All News 19:57 August 04, 2015

(ATTN: ADDS details on police reaction in last para)

SEOUL, Aug. 4 (Yonhap) -- The Unification Ministry said Tuesday it has approved a plan by a former first lady to visit North Korea this week, a trip expected to help improve strained inter-Korean ties.

Lee Hee-ho, the widow of former President Kim Dae-jung, plans to visit North Korea from Wednesday to Saturday by low-budget local plane for humanitarian purposes. The 93-year-old Lee was the South's first lady during Kim's five-year tenure until 2003.

The ministry said it has given the green light to an application by the 19-member delegation to make a trip to the North. Any visit to North Korea by a South Korean is subject to government approval.

Lee's planned visit is raising hope that it will help ease tension on the divided peninsula as the two countries are to mark the 70th anniversary of their liberation from Japan's 1910-45 colonial rule this year.

Whether she could meet with North Korean leader Kim Jong-un is the focus of the South's media attention, though nothing has been decided. Lee plans to deliver knitted hats, scarves and clothes to North Korean children.
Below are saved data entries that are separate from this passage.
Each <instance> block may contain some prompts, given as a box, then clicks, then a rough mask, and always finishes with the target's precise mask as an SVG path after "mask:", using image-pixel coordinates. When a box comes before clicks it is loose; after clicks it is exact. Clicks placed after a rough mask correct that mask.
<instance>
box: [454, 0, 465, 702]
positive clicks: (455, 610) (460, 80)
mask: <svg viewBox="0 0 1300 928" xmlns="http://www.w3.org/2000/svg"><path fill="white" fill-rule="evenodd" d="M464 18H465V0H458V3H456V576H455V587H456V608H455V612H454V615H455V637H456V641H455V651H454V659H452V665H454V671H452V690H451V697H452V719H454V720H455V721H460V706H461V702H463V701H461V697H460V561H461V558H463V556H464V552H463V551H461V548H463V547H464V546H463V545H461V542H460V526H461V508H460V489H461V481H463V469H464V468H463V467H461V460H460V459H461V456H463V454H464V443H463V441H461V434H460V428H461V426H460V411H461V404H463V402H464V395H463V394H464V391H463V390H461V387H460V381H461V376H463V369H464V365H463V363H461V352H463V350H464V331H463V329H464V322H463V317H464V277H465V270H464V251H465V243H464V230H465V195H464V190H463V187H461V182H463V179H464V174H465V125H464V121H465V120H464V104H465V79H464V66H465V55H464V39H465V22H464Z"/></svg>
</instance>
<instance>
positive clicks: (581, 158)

Her itinerary includes a visit to a children's hospital and a nursery facility in Pyongyang and Mt. Myohyang in North Pyongan Province, north of Pyongyang.

The ministry said Monday it plans not to ask Lee to convey a special message on inter-Korean relations to the North on the Seoul government's behalf, as Lee will visit the North in a private capacity.
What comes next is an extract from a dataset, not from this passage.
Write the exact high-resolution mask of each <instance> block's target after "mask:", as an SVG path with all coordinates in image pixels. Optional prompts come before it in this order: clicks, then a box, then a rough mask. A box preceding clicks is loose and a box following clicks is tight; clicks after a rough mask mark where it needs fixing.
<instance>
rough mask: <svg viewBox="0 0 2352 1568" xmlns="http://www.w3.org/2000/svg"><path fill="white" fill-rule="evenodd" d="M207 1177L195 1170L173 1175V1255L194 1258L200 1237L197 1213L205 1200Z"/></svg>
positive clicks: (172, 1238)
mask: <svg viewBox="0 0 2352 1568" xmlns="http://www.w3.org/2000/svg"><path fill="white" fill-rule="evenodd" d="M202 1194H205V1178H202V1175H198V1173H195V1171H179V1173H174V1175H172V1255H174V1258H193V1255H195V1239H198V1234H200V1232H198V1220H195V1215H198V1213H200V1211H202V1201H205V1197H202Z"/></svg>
The Kim Dae-jung Peace Center, the organizer for the trip, said that the delegation does not include high-profile politicians or former government officials such as opposition lawmaker Park Jie-won. South Korean journalists will also not be allowed to accompany the delegation to cover Lee's trip.
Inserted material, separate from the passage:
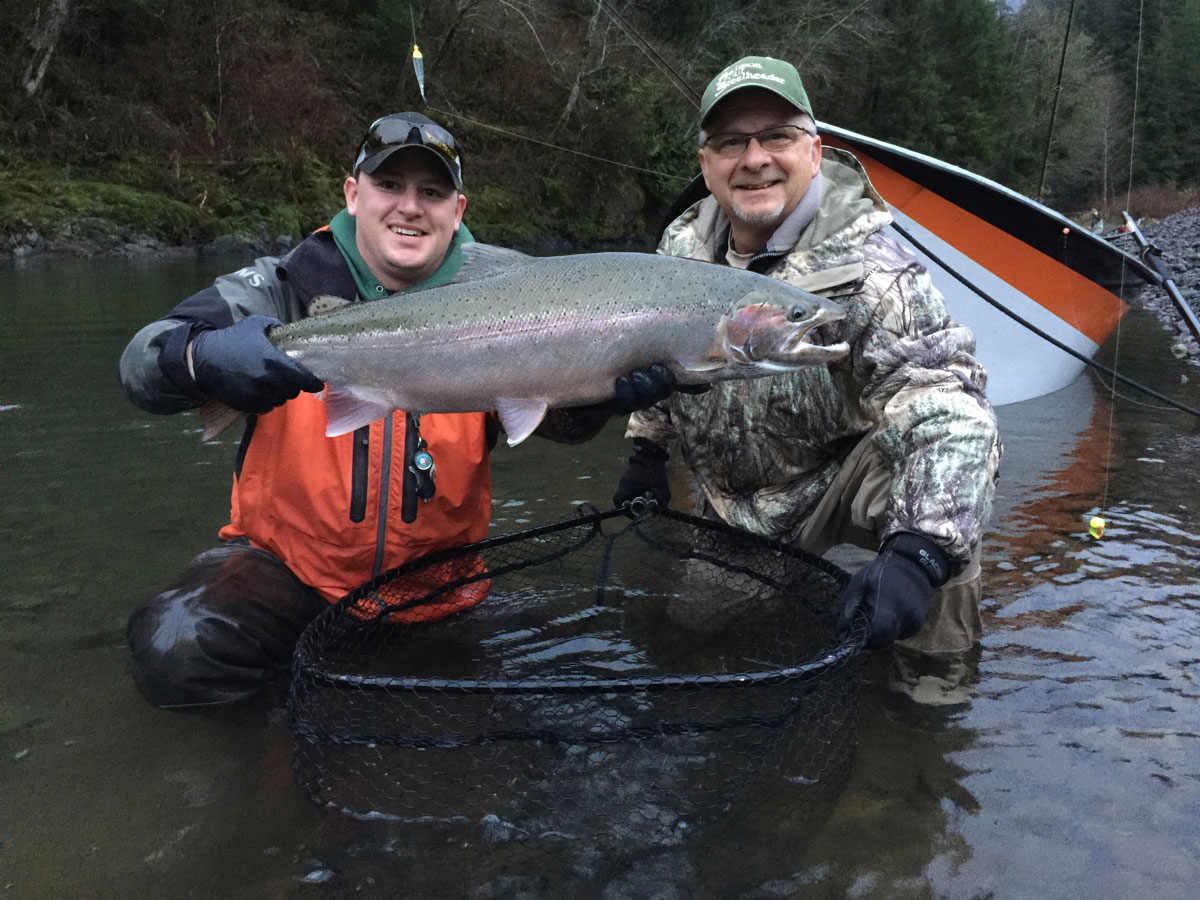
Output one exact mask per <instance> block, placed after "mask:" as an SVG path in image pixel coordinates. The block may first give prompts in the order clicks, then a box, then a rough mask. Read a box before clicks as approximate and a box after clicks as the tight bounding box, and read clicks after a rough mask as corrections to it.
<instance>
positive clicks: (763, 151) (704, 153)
mask: <svg viewBox="0 0 1200 900" xmlns="http://www.w3.org/2000/svg"><path fill="white" fill-rule="evenodd" d="M804 121H805V116H804V114H803V113H800V110H798V109H797V108H796V107H793V106H792V104H791V103H788V102H787V101H786V100H784V98H782V97H780V96H778V95H776V94H773V92H772V91H767V90H761V89H758V88H750V89H746V90H740V91H737V92H736V94H733V95H731V96H730V97H728V98H726V100H725V101H722V102H721V103H720V104H718V107H716V108H715V109H714V110H713V113H712V115H709V116H708V120H707V121H706V122H704V132H706V133H707V134H722V133H726V132H740V133H744V134H754V133H756V132H760V131H764V130H767V128H773V127H776V126H779V125H799V124H802V122H804ZM809 127H811V125H810V126H809ZM700 168H701V172H703V174H704V184H706V185H708V190H709V191H710V192H712V193H713V197H714V198H715V199H716V202H718V204H720V206H721V209H722V210H724V211H725V215H727V216H728V217H730V222H731V227H732V230H733V246H734V248H736V250H737V251H739V252H742V253H750V252H754V251H757V250H760V248H761V247H762V246H763V244H766V242H767V239H768V238H770V235H772V234H773V233H774V230H775V228H778V227H779V224H780V223H781V222H782V221H784V220H785V218H787V216H788V215H790V214H791V212H792V210H793V209H796V205H797V204H798V203H799V202H800V199H802V198H803V197H804V194H805V193H806V192H808V190H809V185H810V184H811V182H812V179H814V178H815V176H816V174H817V172H820V170H821V138H818V137H810V136H806V134H805V136H803V137H800V139H799V140H797V142H796V143H794V144H793V145H792V146H790V148H787V149H786V150H781V151H779V152H768V151H767V150H763V149H762V145H761V144H760V143H758V142H757V140H751V142H750V144H749V146H746V149H745V152H743V154H742V155H740V156H734V157H724V156H719V155H718V154H716V152H714V151H713V150H712V149H709V148H707V146H702V148H701V149H700Z"/></svg>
Despite the humanitarian purpose of the planned visit, a local anti-North Korean organization on Tuesday sent out letters to some local media, threatening to explode the plane Lee will be using.

In a one-page letter, the organization said Lee's planned visit is "a scheme aimed at again extending the life of the North Korean regime" and threatened to blow up the plane in either the departure or the return trip.

Police said the document was sent to 19 people via e-mail and said they are tracking down the sender, adding the organization is an unregistered group without previous track records of engaging in conservative or anti-North Korean activities.